LLMs are powerful tools, but they’re hard to control in production. A model that performs well in testing might behave differently when it encounters real users. Prompt changes can introduce unexpected regressions, and even minor updates often require a complete deployment cycle.
If you're building AI-powered experiences, like chatbots, copilots, or decision helpers, you probably need a better delivery model. Ideally, one that supports personalization, iteration, and safety without adding operational overhead.
Why personalization creates complexity
The best AI experiences are context-aware. A support bot should respond differently to a first-time user than it does to a paying customer. An internal assistant might shift the tone or route questions differently depending on the user’s department or role.
That logic lives in prompts, parameters, and model choices. But when these decisions are baked into code or spread across tools, they become difficult to manage; you lose the ability to test them safely, and it’s challenging to track who saw what. Furthermore, when things go wrong, rolling back requires another deployment. In cases like this, runtime control is critical. Personalization should be an asset, not a risk factor.
Defining, updating, and routing AI logic in production
Snowflake Cortex and LaunchDarkly offer a shared solution for running and delivering AI responsibly. Cortex provides access to top-tier models inside your Snowflake environment, allowing you to use GPT, Claude, Mistral, and others, secured within the data systems your team already manages.
LaunchDarkly handles how those models get used in production. You can define AI behavior, including prompts, fallback logic, and model routing, outside of your codebase. This lets your team update behavior in real time, target changes to specific users, and respond quickly when something breaks.
This lets your team update behavior in real time, target changes to specific users, and respond quickly when something breaks. You can also stream LaunchDarkly evaluation events into Snowflake tables, then join them with model latency and cost data to monitor how each configuration performs and what it costs.
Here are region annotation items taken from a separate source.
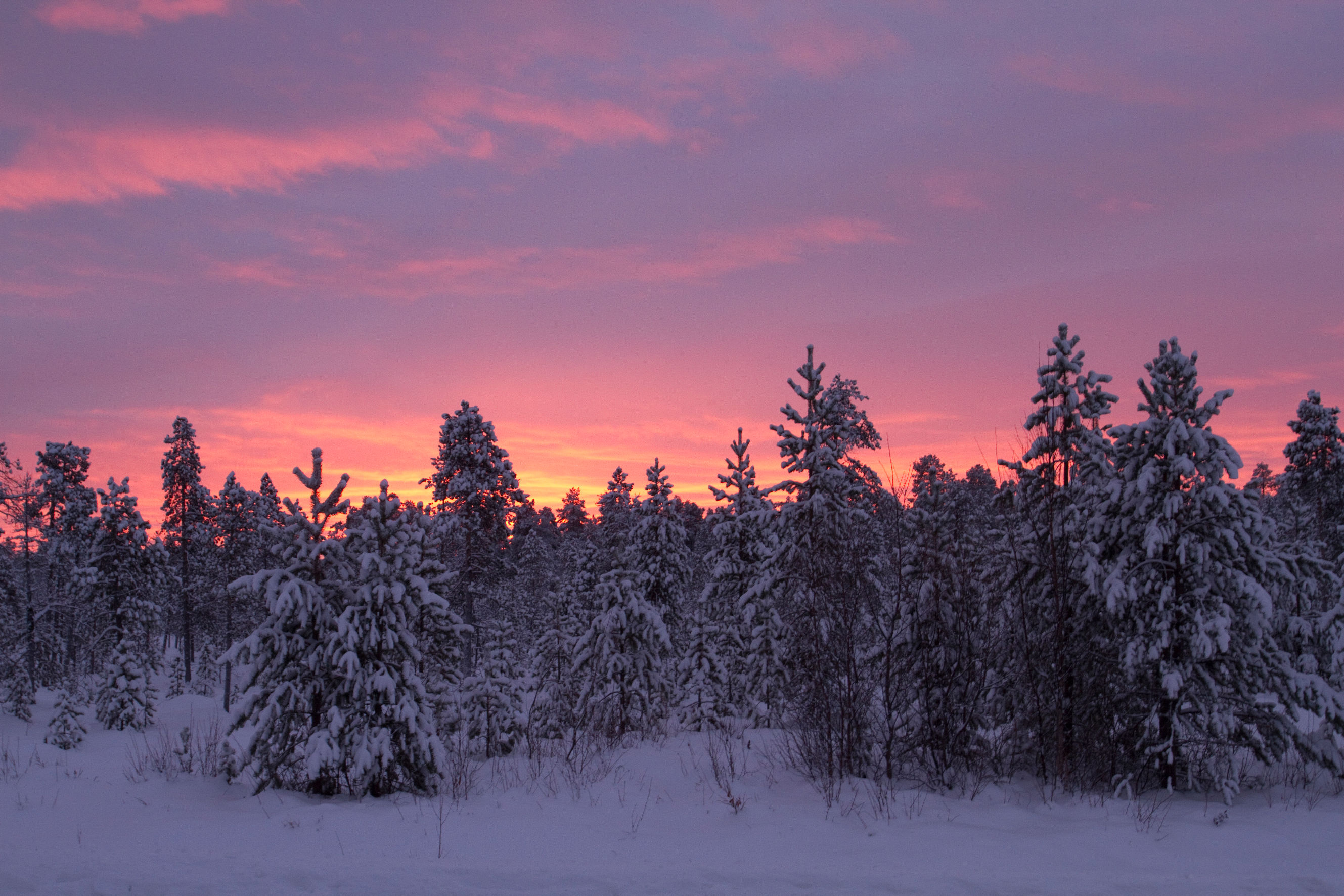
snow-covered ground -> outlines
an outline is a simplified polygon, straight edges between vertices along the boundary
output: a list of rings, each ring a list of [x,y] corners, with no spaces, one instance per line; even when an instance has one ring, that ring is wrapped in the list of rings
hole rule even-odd
[[[828,810],[757,733],[730,782],[738,811],[702,735],[614,752],[591,785],[485,764],[457,805],[251,797],[222,778],[132,780],[160,732],[219,716],[212,700],[165,701],[148,740],[86,717],[69,752],[42,743],[51,712],[42,692],[31,725],[0,719],[3,893],[1344,893],[1329,789],[1246,793],[1220,823],[1220,801],[1051,805],[1027,783],[903,791],[886,813],[847,790]]]

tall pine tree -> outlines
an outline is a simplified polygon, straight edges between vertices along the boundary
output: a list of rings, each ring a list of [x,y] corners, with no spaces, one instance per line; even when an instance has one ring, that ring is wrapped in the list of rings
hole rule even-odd
[[[181,657],[187,681],[191,681],[191,666],[195,662],[191,555],[206,520],[208,496],[200,484],[204,466],[196,449],[196,430],[185,416],[173,419],[172,433],[164,437],[164,445],[168,450],[160,463],[164,477],[163,531],[164,541],[177,559]]]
This integration decouples AI logic from deployments. It gives you the tools to treat prompts and models like feature flags, making them configurable, observable, and reversible at runtime.
See LaunchDarkly and Cortex in action
Here’s what that looks like in code. This snippet fetches a live AI Config from LaunchDarkly and uses it to call the Snowflake Cortex Completion API:
const config = await aiClient.config(
process.env.LAUNCHDARKLY_AI_CONFIG_KEY,
userContext,
{},
{ userInput }
);
const response = await fetch('https://<snowflake-api>', {
method: 'POST',
headers: { Authorization: `Bearer ${token}` },
body: JSON.stringify({
model: config.model.name,
messages: config.messages,
stream: false
})
});This setup allows prompts and models to be configured without code changes. You can switch models, edit prompt templates, or add dynamic fallback logic—all from the LaunchDarkly UI or SDK.
Where LaunchDarkly fits into the AI delivery modelÂ
Even well-tested AI features can fail under real-world conditions. LaunchDarkly AI Configs help you respond quickly to unexpected behavior in your app. You can turn off a variation with a kill switch, redirect traffic to a safer model, or roll back to a previous version. These changes take effect instantly, without requiring a deployment. Each config is tracked and versioned, and you receive logs of what was served, when, and to whom. Because inference runs inside Snowflake, prompts and results stay within your governed environment, ensuring your data remains fully under your control. If you're measuring performance or cost per response, you can tie metrics back to the exact config used.
Building a support agent: a real-world exampleÂ
Say you're building an AI-powered support agent for an e-commerce platform. You want it to provide basic order updates, handle returns, and offer product recommendations based on purchase history.
You might start with a general-purpose model for order tracking, then switch to a more advanced model for returns. You could experiment with tone based on loyalty tier or user sentiment; you might also introduce a recommendation system that adapts to region, inventory, or user behavior.
Using Snowflake Cortex and LaunchDarkly, you can make all of these decisions configurable. Your support agent adapts to each user while giving your team full visibility and control. If a change performs poorly, you can roll it back; if a new prompt improves conversion, you can expand it. This setup helps you deliver intelligent, personalized AI while protecting the reliability of your app.
Take control of AI in production
Your standards for delivering AI should match the standards you already apply to production software. You need a feedback loop, runtime visibility, and safety controls. Snowflake Cortex offers model flexibility and secure access to your data, while LaunchDarkly provides the delivery controls to ship more safely, iterate quickly, and respond to real-world behavior. Used together, they create a foundation for adaptive, production-ready AI.